Imaging mass spectrometry (IMS) allows the location and quantity of proteins and lipids to be mapped across tissue sections, and thus is able to characterize tissues on an almost cellular scale.

These features ensure that IMS is able to provide biologically meaningful insight through the imaging data, revealing the structures of peptides and other biomolecules in a spatially resolved manner.

Researchers at Vanderbilt University Medical Center, in collaboration with the University of Alabama at Birmingham (UAB), are taking advantage of these insights to understand the human eye and, specifically, to characterize retinal deposits that form with age and help identify who is  high-risk for age-related macular degeneration (AMD).

Using IMS to localize modified lens protein and peptides that are cataract specific is a technique pioneered at the Vanderbilt Mass Spectrometry Research Center by Stanford Moore Chair in Biochemistry Richard Caprioli, Ph.D., and adapted for ocular tissues by Kevin Schey, Ph.D., a professor of biochemistry and ophthalmology and visual sciences.

“There are different types of retinal deposits, and we don’t understand their origin,” Schey explained. “If we can understand the composition, we can understand their mechanism of formation – where these deposits are coming from, what cells are forming them. Understanding how they’re formed will hopefully lead to new treatments.”

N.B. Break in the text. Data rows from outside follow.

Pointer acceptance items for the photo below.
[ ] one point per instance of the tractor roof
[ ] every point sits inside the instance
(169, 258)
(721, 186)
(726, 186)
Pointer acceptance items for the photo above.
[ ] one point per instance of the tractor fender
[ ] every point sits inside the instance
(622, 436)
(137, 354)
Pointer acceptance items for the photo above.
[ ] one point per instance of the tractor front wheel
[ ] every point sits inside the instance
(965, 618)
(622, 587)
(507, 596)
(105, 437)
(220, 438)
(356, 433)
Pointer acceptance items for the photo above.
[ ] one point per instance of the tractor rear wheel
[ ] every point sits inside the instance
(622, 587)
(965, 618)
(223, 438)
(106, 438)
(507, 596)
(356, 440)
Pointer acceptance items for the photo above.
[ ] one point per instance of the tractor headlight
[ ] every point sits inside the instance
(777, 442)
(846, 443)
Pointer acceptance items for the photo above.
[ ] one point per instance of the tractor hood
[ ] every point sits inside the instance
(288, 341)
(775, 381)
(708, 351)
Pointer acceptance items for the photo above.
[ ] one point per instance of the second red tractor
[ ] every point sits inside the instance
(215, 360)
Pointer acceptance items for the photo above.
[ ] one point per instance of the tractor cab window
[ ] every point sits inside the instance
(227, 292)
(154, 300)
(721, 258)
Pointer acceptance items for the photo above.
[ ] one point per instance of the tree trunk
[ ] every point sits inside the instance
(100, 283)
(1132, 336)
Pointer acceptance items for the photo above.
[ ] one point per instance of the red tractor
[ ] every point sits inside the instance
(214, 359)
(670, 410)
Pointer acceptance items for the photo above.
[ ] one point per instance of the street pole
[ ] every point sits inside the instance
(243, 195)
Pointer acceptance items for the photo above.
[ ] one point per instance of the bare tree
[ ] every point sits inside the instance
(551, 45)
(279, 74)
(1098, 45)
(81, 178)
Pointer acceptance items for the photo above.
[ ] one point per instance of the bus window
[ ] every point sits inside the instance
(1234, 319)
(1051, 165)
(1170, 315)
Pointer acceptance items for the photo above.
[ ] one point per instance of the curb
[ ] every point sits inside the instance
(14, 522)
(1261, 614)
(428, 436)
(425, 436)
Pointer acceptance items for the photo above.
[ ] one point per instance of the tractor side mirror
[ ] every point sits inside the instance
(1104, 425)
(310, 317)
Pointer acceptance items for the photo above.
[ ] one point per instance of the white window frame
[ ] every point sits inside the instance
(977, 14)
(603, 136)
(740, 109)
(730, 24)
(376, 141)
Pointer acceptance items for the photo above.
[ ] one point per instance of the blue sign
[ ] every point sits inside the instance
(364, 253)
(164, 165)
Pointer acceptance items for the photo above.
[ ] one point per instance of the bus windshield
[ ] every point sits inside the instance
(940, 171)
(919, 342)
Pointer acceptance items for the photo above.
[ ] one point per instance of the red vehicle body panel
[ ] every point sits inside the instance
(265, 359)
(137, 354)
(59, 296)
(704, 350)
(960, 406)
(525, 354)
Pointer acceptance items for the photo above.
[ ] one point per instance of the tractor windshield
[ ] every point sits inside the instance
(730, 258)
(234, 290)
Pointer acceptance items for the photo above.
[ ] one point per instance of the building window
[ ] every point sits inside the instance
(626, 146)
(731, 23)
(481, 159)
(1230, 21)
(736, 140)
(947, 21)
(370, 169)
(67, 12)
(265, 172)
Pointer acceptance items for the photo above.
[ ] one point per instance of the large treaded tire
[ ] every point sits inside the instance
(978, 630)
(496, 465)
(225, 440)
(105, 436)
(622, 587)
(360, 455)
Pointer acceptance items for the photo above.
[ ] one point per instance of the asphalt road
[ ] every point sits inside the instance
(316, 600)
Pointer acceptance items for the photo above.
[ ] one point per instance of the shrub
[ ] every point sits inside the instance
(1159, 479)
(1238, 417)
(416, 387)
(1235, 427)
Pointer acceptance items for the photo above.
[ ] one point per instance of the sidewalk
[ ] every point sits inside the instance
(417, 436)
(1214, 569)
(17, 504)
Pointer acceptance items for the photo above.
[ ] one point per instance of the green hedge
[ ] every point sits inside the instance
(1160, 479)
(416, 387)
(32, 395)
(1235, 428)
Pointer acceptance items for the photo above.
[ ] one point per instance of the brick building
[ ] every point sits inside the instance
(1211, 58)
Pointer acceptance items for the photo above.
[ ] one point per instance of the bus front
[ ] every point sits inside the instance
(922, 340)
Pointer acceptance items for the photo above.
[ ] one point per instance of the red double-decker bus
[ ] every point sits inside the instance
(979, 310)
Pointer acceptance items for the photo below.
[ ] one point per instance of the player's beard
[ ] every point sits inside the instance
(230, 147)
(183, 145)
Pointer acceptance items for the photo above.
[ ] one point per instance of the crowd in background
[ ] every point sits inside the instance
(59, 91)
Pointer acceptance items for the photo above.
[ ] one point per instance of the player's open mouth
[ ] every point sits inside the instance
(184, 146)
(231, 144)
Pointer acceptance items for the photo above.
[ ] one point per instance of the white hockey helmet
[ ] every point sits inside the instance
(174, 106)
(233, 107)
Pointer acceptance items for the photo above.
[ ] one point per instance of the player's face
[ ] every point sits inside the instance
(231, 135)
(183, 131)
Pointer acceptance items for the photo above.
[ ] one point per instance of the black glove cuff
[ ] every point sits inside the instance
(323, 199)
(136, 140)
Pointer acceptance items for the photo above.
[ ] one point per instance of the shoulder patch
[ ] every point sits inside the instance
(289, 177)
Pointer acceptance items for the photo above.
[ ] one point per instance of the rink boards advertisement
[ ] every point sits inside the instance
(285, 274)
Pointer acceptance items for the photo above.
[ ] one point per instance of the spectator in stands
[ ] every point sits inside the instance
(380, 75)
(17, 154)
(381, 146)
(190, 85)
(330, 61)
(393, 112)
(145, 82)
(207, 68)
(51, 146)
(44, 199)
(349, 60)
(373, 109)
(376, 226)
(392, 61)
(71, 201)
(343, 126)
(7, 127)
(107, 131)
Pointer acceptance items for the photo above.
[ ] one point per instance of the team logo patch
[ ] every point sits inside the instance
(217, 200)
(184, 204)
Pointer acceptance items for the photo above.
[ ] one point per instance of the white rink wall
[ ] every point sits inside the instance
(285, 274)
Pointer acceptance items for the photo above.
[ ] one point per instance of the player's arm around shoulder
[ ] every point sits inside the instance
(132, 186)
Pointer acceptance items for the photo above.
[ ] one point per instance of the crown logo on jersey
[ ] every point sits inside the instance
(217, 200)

A Workflow for Retinal Imaging

Working with the UAB laboratory of Christine Curcio, Ph.D., through a Research to Prevent Blindness Catalyst Award, Schey and colleagues are using donor eyes from the Alabama Eye Bank to examine ex vivo retinal tissues.

The team’s first paper, published in 2020, displayed the capability of IMS in a normal eye. Their latest findings, presented at the 2022 annual meeting for the Association for Research in Vision and Ophthalmology, are the result of their work studying human donor eyes with retinal deposits.

“Our goal is to define the molecular composition of the deposits, which we know are a mixture of proteins and lipids,” Schey said. “Lipid transport is key, and when you get dysfunction, you get accumulation of lipid transporter proteins and the lipids they carry.”

To facilitate acquisition and imaging of the retina tissue, the collaborating labs have developed an IMS workflow.

“If we can understand the composition, we can understand their mechanism of formation – where these deposits are coming from, what cells are forming them. Understanding how they’re formed will hopefully lead to new treatments.”

At the University of Alabama at Birmingham, researchers describe the pathology and acquire ex vivo optical coherence tomography images, then prepare the eyes by fixing them. The tissues then come to Vanderbilt, where they undergo multi-modal imaging: autofluorescence, matrix-assisted laser desorption ionization (MALDI) IMS, post-acquisition autofluorescence, and post-acquisition hematoxylin and eosin staining. IMS and microscopy data are registered, and a Vanderbilt-developed algorithm aligns all the images.

“It takes experts across several disciplines – ophthalmology, biochemistry, advanced imaging and biomedical informatics – to prepare and analyze the IMS data,” Schey noted.

Tracking Molecular Signals

Using IMS to distinguish the individual retinal layers – for example, Henle fiber, photoreceptor, and retinal pigment epithelium (RPE) layers – the researchers look for deposits that are risk factors for AMD based on evidence that macular retinal deposits contain unique molecular compositions – lipids that are distinct from photoreceptors and RPE cells and distinct from peripheral regions.

 “We used IMS to examine the composition of subretinal drusenoid deposits (SDD) and discovered the same as well as different lipid signals in central and peripheral deposits,” Schey said. “To our knowledge, this is the first report of peripheral SDD.”

Informing Disease Mechanisms

Schey says it may be years until their work is translated to the clinic, but it could be transformational for researchers.

“With this molecular knowledge, we can build our hypotheses on how cataracts and retinal deposits may be forming. It is our hope that the IMS technology will help us discover biomarkers or enable new molecular tests.”

To expand their work in molecular mapping, the Vanderbilt researchers are participating in the NIH-funded Human BioMolecular Atlas Program. The goal is to create an open-access, 3D molecular guide to the human eye.

About the Expert

Kevin Schey, Ph.D.

Kevin Schey, Ph.D., is a professor of biochemistry and ophthalmology and visual sciences at Vanderbilt University Medical Center. His focus includes method and instrument development in proteomics analysis and application of proteomics technologies in ocular development and disease.